Abbott India has issued a voluntary recall of all batches of its antacid syrup, Digene gel, produced at its Goa facility. This recall was prompted by customer complaints regarding changes in the syrup’s appearance, taste, and smell. While there have been no reported health concerns from patients, the Drugs Controller General of India (DCGI) has issued an advisory alert concerning the product’s safety.
The DCGI has urged patients and consumers to discontinue the use of Digene gel manufactured at the Goa plant due to potential safety issues.
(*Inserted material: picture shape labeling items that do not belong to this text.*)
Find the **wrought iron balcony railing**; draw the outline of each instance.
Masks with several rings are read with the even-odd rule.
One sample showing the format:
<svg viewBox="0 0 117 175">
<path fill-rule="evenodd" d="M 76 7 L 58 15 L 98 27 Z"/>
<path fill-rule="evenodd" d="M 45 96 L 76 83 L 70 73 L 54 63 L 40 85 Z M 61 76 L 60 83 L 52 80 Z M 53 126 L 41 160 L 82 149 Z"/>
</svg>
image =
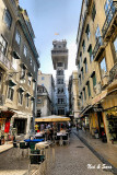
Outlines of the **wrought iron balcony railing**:
<svg viewBox="0 0 117 175">
<path fill-rule="evenodd" d="M 10 60 L 0 51 L 0 62 L 2 62 L 8 69 L 11 68 Z"/>
<path fill-rule="evenodd" d="M 112 82 L 114 79 L 117 79 L 117 63 L 109 71 L 109 81 Z"/>
<path fill-rule="evenodd" d="M 108 27 L 109 27 L 113 19 L 115 18 L 116 12 L 117 12 L 117 1 L 113 1 L 112 5 L 110 5 L 110 10 L 106 16 L 105 23 L 102 28 L 103 38 L 105 37 L 105 35 L 108 31 Z"/>
<path fill-rule="evenodd" d="M 87 13 L 90 11 L 90 7 L 91 7 L 91 3 L 92 3 L 92 0 L 86 0 L 86 10 L 87 10 Z"/>
<path fill-rule="evenodd" d="M 93 49 L 93 59 L 97 60 L 98 56 L 102 54 L 102 51 L 104 50 L 104 42 L 103 42 L 103 37 L 100 36 L 96 40 L 95 47 Z"/>
<path fill-rule="evenodd" d="M 0 106 L 4 105 L 4 95 L 0 94 Z"/>
<path fill-rule="evenodd" d="M 51 54 L 65 54 L 68 52 L 68 50 L 51 50 Z"/>
</svg>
They have also instructed wholesalers to remove affected products from distribution and healthcare professionals to advise patients to stop using the product and report any adverse drug reactions.
Digene is a popular remedy for relieving acidity and related symptoms like heartburn, stomach discomfort, abdominal pain, and gas, available in both liquid and pill forms.
Abbott India initiated the recall process on August 11, following reports of taste and odour issues with the Digene Mint flavor batch. Subsequently, on August 18, they extended the recall to include all batches of Digene Gel, regardless of flavour, that were within their shelf life and manufactured at the Goa facility.
Abbott India emphasised that other forms of Digene, such as tablets and stick packs, remain unaffected by this issue. Digene Gel manufactured at their other production site continues to be available in sufficient quantities to meet current demand. They have taken this step to ensure the safety and satisfaction of their customers.